In her opening remarks on the second day of The DailyBeast/Newsweek Women in the World Summit, former Secretary of State and New York Senator Hillary Clinton called women’s rights the 21st century’s “unfinished business.”

“The world is changing beneath our feet, and it is past time to embrace a 21st-century approach to advancing the rights and opportunities of women and girls,” Clinton said. “Technology, from satellite television to cell phones, from Twitter to Tumbler, is helping to bring abuses out of the shadows and into the center of global consciousness.”

Clinton’s remarks framed the morning session of panel discussions at the Summit. Clinton’s daughter Chelsea, a board member at The Clinton Foundation and a special correspondent for NBC News, was the morning’s first moderator, steering a panel about women’s roles in science, math and computer programming. The morning’s other moderators included ABC News anchor Cynthia McFadden, former CNN anchor Campbell Brown and CBS News anchor Norah O’Donnell.

NBC News chief foreign affairs correspondent Andrea Mitchell interviewed U.S. Ambassador to the U.N. during the a lunch for the Summit’s delegates, and the afternoon program kicked off with a discussion of women in leadership roles moderated by Financial Times assistant editor Gillian Tett. Oprah Winfrey’s interview with her “all-time favorite guest,” a Zimbabwean woman who fights for women’s education opportunities in Africa after she was forbidden to attend school as a young child, received a standing ovation from the crowd at Lincoln Center.

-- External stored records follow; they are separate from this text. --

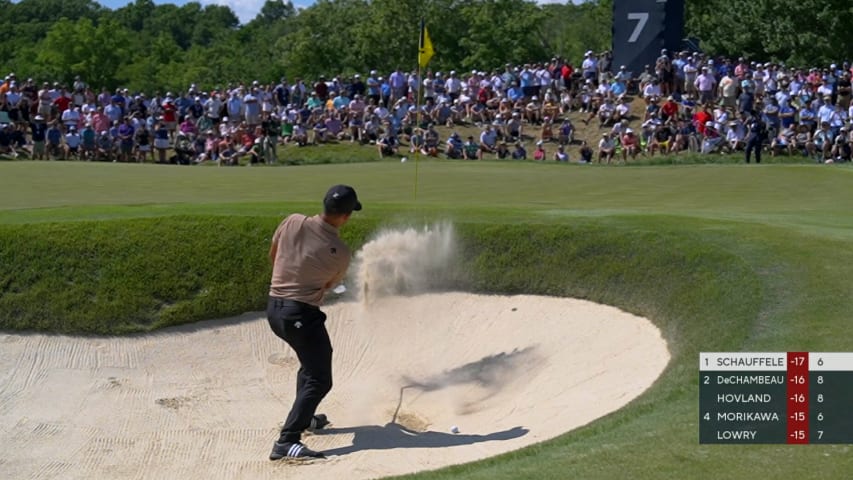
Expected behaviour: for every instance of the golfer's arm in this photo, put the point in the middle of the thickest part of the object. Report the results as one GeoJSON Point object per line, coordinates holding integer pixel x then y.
{"type": "Point", "coordinates": [273, 251]}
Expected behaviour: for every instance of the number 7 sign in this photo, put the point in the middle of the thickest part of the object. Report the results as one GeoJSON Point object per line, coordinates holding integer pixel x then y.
{"type": "Point", "coordinates": [641, 28]}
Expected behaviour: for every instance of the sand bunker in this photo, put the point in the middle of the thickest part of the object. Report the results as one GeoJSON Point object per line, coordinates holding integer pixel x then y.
{"type": "Point", "coordinates": [205, 401]}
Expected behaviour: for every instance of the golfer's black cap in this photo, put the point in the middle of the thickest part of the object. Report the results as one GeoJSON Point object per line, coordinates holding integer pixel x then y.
{"type": "Point", "coordinates": [341, 199]}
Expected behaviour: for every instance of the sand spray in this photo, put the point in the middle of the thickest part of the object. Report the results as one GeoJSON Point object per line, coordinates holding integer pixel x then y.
{"type": "Point", "coordinates": [405, 261]}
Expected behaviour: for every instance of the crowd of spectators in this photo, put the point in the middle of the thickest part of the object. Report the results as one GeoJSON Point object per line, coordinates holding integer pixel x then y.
{"type": "Point", "coordinates": [684, 102]}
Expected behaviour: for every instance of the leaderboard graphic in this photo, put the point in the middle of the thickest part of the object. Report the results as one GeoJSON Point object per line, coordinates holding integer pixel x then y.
{"type": "Point", "coordinates": [776, 398]}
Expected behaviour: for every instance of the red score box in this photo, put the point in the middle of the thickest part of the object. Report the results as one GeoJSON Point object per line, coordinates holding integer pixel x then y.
{"type": "Point", "coordinates": [798, 397]}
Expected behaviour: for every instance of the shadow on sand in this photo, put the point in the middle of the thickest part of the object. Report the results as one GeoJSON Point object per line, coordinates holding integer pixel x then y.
{"type": "Point", "coordinates": [394, 435]}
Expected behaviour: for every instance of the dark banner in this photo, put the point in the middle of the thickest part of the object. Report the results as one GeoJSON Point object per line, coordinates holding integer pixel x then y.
{"type": "Point", "coordinates": [642, 28]}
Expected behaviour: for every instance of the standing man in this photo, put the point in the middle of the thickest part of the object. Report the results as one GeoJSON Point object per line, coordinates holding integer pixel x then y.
{"type": "Point", "coordinates": [754, 136]}
{"type": "Point", "coordinates": [308, 258]}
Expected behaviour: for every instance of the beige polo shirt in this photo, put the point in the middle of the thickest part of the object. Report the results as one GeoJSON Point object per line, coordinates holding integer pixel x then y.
{"type": "Point", "coordinates": [310, 255]}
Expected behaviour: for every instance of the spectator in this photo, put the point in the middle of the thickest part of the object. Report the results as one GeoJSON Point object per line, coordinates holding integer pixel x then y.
{"type": "Point", "coordinates": [561, 155]}
{"type": "Point", "coordinates": [606, 148]}
{"type": "Point", "coordinates": [630, 145]}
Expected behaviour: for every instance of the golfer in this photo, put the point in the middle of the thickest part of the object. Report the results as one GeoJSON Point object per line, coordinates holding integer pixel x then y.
{"type": "Point", "coordinates": [308, 259]}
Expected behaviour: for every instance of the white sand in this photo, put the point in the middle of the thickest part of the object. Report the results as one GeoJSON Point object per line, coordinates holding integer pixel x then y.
{"type": "Point", "coordinates": [205, 401]}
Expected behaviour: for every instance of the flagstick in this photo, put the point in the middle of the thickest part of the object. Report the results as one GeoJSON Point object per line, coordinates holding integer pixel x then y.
{"type": "Point", "coordinates": [417, 126]}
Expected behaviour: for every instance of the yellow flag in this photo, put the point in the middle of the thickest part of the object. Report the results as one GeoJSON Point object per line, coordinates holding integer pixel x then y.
{"type": "Point", "coordinates": [425, 50]}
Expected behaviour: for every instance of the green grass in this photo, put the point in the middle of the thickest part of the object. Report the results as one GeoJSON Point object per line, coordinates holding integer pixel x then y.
{"type": "Point", "coordinates": [720, 257]}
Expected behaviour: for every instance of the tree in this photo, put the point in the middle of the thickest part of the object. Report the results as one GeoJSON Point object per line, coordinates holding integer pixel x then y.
{"type": "Point", "coordinates": [94, 53]}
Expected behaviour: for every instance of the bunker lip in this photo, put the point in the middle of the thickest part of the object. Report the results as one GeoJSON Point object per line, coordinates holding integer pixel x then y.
{"type": "Point", "coordinates": [206, 400]}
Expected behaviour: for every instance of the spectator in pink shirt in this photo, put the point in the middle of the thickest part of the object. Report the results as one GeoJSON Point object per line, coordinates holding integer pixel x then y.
{"type": "Point", "coordinates": [706, 84]}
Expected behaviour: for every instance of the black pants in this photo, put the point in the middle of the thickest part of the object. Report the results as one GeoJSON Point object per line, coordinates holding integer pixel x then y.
{"type": "Point", "coordinates": [303, 327]}
{"type": "Point", "coordinates": [753, 143]}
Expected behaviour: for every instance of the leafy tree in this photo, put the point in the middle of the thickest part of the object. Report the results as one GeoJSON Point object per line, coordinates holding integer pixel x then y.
{"type": "Point", "coordinates": [801, 32]}
{"type": "Point", "coordinates": [501, 31]}
{"type": "Point", "coordinates": [81, 48]}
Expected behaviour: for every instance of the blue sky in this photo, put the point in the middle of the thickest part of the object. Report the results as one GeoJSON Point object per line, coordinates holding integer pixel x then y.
{"type": "Point", "coordinates": [244, 9]}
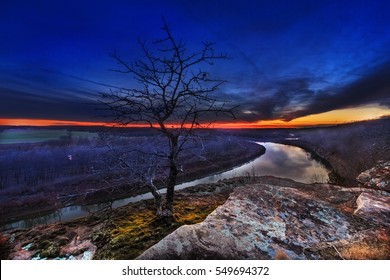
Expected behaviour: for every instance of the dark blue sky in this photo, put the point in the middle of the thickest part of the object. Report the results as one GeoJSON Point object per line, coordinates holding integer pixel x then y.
{"type": "Point", "coordinates": [289, 58]}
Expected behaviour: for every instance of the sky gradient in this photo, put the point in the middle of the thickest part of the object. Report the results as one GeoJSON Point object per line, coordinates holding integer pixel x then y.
{"type": "Point", "coordinates": [293, 63]}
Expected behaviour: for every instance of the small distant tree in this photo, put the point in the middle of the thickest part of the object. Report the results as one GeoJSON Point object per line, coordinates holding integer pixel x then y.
{"type": "Point", "coordinates": [173, 97]}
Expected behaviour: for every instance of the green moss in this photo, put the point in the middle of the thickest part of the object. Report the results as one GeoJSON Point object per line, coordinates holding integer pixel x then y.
{"type": "Point", "coordinates": [136, 228]}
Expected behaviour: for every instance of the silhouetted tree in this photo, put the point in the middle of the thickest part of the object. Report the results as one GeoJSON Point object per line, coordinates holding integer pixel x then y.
{"type": "Point", "coordinates": [173, 97]}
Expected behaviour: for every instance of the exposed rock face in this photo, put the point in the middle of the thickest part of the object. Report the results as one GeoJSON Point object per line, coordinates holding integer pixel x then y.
{"type": "Point", "coordinates": [374, 207]}
{"type": "Point", "coordinates": [377, 177]}
{"type": "Point", "coordinates": [275, 218]}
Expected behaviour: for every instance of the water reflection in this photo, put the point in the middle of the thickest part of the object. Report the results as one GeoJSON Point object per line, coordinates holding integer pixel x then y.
{"type": "Point", "coordinates": [279, 160]}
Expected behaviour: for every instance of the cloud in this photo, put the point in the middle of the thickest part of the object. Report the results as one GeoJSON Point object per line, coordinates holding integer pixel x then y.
{"type": "Point", "coordinates": [21, 104]}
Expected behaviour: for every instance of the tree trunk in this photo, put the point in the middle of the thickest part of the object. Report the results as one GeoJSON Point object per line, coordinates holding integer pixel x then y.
{"type": "Point", "coordinates": [157, 199]}
{"type": "Point", "coordinates": [173, 171]}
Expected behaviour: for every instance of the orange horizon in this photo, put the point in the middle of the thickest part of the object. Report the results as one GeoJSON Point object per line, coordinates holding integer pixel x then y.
{"type": "Point", "coordinates": [216, 125]}
{"type": "Point", "coordinates": [334, 117]}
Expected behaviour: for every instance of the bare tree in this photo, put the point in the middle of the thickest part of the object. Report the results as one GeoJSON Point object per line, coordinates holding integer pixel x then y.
{"type": "Point", "coordinates": [173, 97]}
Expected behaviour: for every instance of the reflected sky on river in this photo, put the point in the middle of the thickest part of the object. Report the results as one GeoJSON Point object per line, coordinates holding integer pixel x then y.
{"type": "Point", "coordinates": [279, 160]}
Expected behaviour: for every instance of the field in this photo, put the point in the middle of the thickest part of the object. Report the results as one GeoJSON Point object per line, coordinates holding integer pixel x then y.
{"type": "Point", "coordinates": [47, 169]}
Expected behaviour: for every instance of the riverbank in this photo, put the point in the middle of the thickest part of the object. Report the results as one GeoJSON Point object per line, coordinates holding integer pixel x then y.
{"type": "Point", "coordinates": [343, 223]}
{"type": "Point", "coordinates": [47, 201]}
{"type": "Point", "coordinates": [347, 149]}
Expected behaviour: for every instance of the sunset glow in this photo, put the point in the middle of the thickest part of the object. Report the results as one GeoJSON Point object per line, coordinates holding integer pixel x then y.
{"type": "Point", "coordinates": [329, 118]}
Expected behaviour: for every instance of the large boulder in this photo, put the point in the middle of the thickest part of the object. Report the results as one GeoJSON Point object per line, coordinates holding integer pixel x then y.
{"type": "Point", "coordinates": [377, 177]}
{"type": "Point", "coordinates": [268, 221]}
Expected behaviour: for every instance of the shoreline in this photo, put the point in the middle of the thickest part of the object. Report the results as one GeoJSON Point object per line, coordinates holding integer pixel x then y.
{"type": "Point", "coordinates": [221, 165]}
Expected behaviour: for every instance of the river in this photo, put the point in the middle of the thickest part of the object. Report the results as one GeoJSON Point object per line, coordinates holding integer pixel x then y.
{"type": "Point", "coordinates": [279, 160]}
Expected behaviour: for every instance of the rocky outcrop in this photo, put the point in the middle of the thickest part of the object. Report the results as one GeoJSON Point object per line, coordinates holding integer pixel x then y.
{"type": "Point", "coordinates": [374, 207]}
{"type": "Point", "coordinates": [274, 218]}
{"type": "Point", "coordinates": [377, 177]}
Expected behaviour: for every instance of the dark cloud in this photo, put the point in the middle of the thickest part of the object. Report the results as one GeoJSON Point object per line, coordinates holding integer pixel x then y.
{"type": "Point", "coordinates": [18, 104]}
{"type": "Point", "coordinates": [292, 98]}
{"type": "Point", "coordinates": [374, 87]}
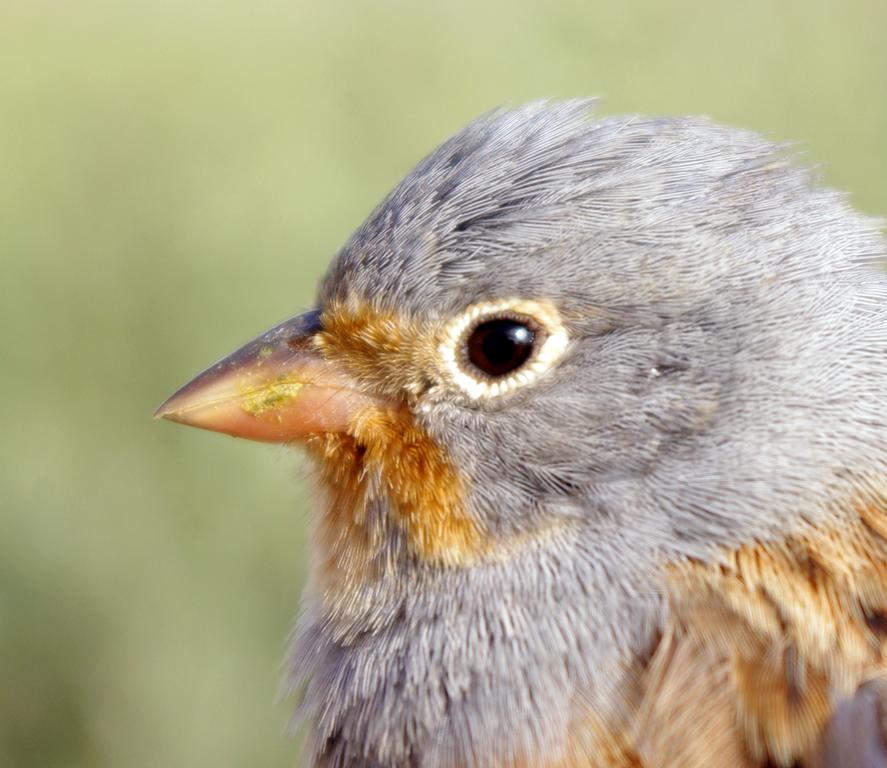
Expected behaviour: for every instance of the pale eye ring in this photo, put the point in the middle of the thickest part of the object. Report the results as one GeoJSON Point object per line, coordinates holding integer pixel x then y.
{"type": "Point", "coordinates": [495, 347]}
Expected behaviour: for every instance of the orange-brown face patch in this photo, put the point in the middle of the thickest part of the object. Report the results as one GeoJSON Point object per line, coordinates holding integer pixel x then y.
{"type": "Point", "coordinates": [388, 351]}
{"type": "Point", "coordinates": [386, 455]}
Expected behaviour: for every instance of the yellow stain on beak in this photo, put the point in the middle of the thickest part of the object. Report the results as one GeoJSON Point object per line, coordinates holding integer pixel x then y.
{"type": "Point", "coordinates": [276, 388]}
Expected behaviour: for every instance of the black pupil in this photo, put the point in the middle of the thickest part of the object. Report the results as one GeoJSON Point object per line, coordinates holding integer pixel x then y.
{"type": "Point", "coordinates": [498, 347]}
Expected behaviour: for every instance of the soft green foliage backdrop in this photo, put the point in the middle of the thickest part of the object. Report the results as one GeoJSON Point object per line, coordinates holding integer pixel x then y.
{"type": "Point", "coordinates": [173, 177]}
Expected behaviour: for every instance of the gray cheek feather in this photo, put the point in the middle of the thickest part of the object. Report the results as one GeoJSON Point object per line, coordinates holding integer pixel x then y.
{"type": "Point", "coordinates": [726, 382]}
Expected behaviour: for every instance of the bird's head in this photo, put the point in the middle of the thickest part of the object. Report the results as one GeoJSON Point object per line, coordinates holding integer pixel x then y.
{"type": "Point", "coordinates": [634, 327]}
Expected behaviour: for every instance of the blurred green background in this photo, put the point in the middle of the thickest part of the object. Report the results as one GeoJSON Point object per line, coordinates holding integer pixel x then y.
{"type": "Point", "coordinates": [173, 178]}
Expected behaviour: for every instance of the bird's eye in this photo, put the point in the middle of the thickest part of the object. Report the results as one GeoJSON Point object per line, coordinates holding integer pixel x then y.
{"type": "Point", "coordinates": [495, 347]}
{"type": "Point", "coordinates": [501, 346]}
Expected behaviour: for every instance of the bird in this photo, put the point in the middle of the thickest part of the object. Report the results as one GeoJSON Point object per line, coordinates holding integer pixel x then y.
{"type": "Point", "coordinates": [597, 413]}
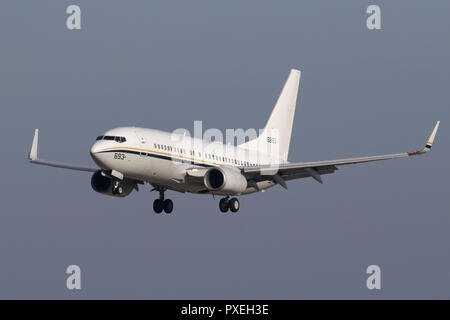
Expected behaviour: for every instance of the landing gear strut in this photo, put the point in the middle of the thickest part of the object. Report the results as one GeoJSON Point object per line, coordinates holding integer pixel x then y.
{"type": "Point", "coordinates": [162, 204]}
{"type": "Point", "coordinates": [226, 204]}
{"type": "Point", "coordinates": [117, 188]}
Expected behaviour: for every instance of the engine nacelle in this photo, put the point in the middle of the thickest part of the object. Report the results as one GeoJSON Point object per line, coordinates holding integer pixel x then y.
{"type": "Point", "coordinates": [104, 185]}
{"type": "Point", "coordinates": [225, 180]}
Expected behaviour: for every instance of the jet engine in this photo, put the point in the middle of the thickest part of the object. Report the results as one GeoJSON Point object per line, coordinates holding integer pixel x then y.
{"type": "Point", "coordinates": [105, 185]}
{"type": "Point", "coordinates": [225, 180]}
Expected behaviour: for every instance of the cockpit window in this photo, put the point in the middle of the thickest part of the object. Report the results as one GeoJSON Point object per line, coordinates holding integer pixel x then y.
{"type": "Point", "coordinates": [112, 138]}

“I was in the car with my friend [“CBS This Morning” co-host] Gayle [King] on the way here moments ago and I was saying, this is as close to church as we all come,” Winfrey said. “To experience the empowerment and the uplifting and the experience of caring, one woman for another.”

The program wrapped up with an interview conducted by ABC News correspondent Deborah Roberts, Newsweek’s Christopher Dickey and “Good Morning America” anchor Lara Spencer, who called her talk with Diane Von Furstenberg “the easiest interview I’d ever done.” The Summit concludes this evening with a performance by Me N Ma Girls, Burma’s first all female pop group.